I think it is quite common for musicians and other performers to have a degree of imposter syndrome, I have certainly experienced more than my fair share of it over the years. I remember talking to a couple of singers once and saying how often I had the fear that somebody in an audience would stand up point at me and say "I'm paying to listen to proper musicians not them!" only to be told that is an ordinary everyday part of being a musician, that we all get it from time to time. I don't know whether it comes from setting too exacting standards, from not appreciating your own qualities or maybe from just not feeling sufficiently prepared. For me I think it came from the idea that I was always playing a part.

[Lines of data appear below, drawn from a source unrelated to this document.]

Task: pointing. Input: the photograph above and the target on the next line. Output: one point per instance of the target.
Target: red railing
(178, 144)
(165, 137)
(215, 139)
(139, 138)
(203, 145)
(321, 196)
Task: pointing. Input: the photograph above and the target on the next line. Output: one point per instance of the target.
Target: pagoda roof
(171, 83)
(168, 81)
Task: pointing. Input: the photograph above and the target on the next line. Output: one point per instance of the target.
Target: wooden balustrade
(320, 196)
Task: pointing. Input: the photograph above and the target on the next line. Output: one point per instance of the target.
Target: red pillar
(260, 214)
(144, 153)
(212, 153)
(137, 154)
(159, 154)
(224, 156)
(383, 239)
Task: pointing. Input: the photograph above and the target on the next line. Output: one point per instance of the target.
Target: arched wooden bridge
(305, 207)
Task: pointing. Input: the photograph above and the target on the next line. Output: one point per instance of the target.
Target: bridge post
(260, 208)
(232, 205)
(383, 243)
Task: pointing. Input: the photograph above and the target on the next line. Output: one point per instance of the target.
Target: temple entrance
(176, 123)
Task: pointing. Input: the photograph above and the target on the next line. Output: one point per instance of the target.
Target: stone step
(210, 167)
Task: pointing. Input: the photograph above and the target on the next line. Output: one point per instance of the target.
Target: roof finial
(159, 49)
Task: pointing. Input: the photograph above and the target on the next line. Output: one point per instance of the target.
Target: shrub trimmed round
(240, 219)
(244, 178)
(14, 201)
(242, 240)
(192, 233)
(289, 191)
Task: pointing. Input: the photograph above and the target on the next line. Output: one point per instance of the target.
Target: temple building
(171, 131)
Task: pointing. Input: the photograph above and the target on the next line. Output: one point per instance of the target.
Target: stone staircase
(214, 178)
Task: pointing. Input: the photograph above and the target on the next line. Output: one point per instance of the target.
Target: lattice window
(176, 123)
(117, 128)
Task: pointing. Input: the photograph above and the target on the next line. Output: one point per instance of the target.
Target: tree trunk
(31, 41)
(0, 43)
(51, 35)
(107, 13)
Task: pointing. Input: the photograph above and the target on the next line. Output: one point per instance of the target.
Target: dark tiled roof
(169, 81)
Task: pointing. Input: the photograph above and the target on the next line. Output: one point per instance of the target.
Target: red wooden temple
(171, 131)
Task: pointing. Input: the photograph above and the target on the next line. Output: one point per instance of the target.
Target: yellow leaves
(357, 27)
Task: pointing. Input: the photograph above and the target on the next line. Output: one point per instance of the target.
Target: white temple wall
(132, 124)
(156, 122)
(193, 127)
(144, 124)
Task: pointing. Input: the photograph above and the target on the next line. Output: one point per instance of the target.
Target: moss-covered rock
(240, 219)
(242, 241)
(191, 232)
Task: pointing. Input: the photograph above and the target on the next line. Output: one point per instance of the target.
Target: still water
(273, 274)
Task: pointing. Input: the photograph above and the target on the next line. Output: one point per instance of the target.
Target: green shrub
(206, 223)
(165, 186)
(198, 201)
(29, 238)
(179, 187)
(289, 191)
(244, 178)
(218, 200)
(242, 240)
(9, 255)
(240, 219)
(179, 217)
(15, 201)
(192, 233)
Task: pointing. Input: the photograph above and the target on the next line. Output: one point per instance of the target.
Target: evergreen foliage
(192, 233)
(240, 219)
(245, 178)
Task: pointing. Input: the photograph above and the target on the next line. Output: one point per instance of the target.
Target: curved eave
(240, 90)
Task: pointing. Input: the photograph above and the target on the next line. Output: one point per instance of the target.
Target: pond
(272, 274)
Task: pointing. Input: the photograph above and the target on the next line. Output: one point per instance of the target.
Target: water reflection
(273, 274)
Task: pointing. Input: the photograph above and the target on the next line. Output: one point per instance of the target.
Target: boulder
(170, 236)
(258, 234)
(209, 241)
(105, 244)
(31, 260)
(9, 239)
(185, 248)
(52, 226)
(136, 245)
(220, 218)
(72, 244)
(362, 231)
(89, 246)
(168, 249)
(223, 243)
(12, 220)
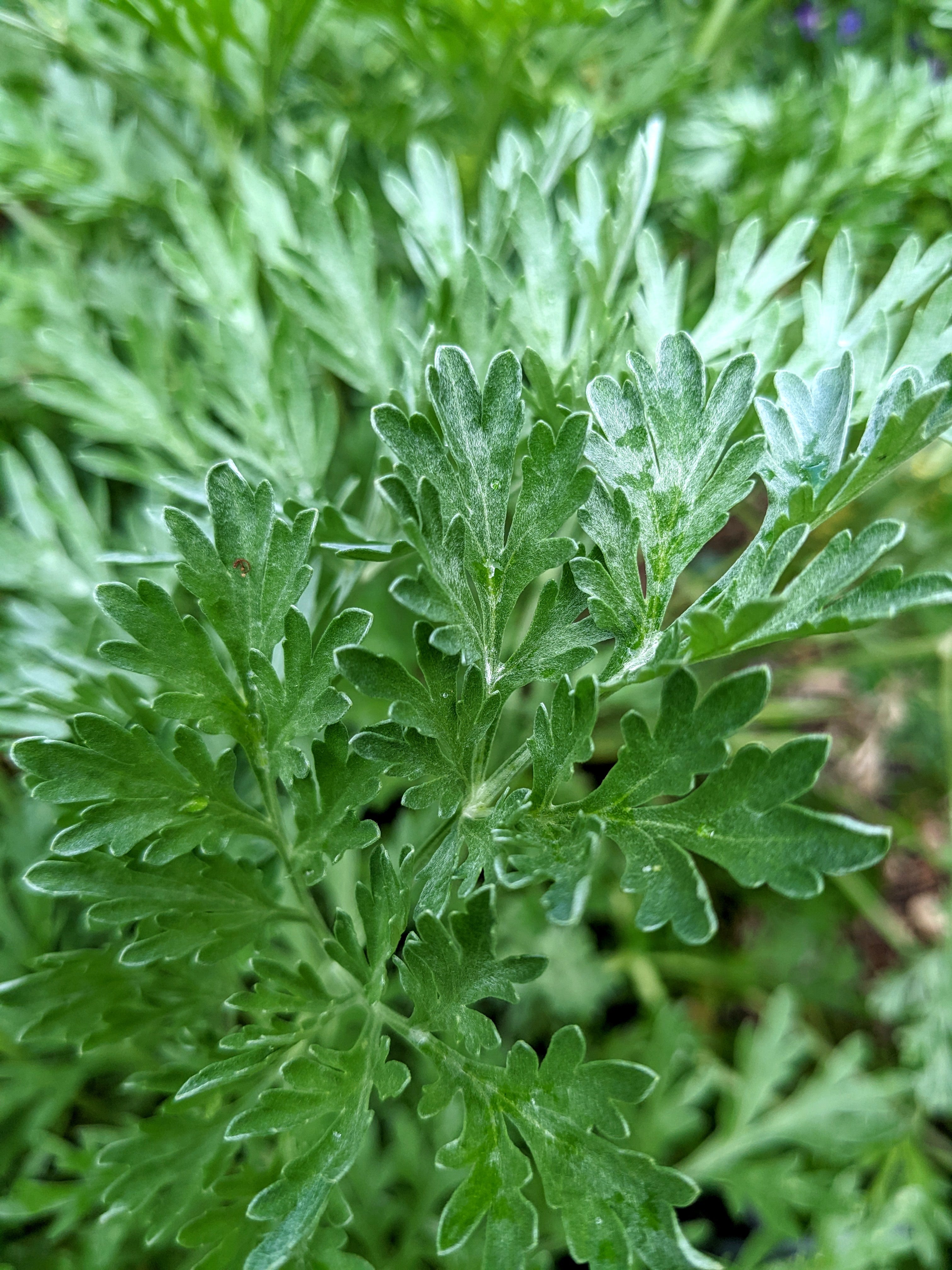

In costume as cabaret compere |
2012 and still in costume |
Having said all that it's hardly surprising that when I started to go out dressed I was still playing a part, true the costume was a bit more elaborate and the role a rather different one. Although playing a woman was in many ways a lot more satisfying than any of the other roles I had been playing, I was still getting into a costume to get into character to play a role. ~ I should say that I was totally oblivious to all this as to me at the time this was just how life worked.
Of course one of the things that visually separates men and women is often our hair, so if I wanted to go out I would have to adopt a wig ~ now I know some girls have to wear wigs for a variety of reasons, this is simply my experience and how I feel ~ at first I bought a rather nasty cheap grey wig, it was sold I think as part of an "old woman" fancy dress but it served my use. when this started to get a little tired I tried one in my original hair colour, dark brown, and it looked awful. I realised that if I was going to do this I should buy a decent wig, and ended up with the blond bob on the left. I realised that as my hair had gone greyer, my skin tones had changed as well, now dark hair made me look washed out, whereas the lighter blond tones match my natural grey.
2014 and out of costume, just me! |
Suddenly for the first time I felt as thought I wasn't in costume and wasn't playing a part. I wasn't dressing as a woman, I wasn't pretending to be a woman, I wasn't pretending to be anything, I was simply being me, being a woman. This of course also made me realised that for all those years I had been playing a role, pretending to be a man, now I could really start being me rather than simply playing the role that society expected of me.
Now I am being authentically me rather than role playing I have real self confidence, it's no longer an act, the imposter syndrome has (virtually) gone and as a consequence I am sure I am a better, nicer person, and I'm certainly a better musician. Without that self confidence from being true to myself I don't think I would ever have been have been able to do stand up in public, I used to "get away with" conducting, but now I love it and think I help others too.
Every now and then I do still play a role, and I will get into costume to do it. but these days I think the costumes are more fun! I have always loved clothes but now I just wear them for the joy of it, rather than to get into role. The strange thing is that when I started being honest about my cross dressing I thought it was all about the clothes, yet bizarrely it was through cross dressing that I realised just how much my "ordinary" day to day life had been all about the clothes.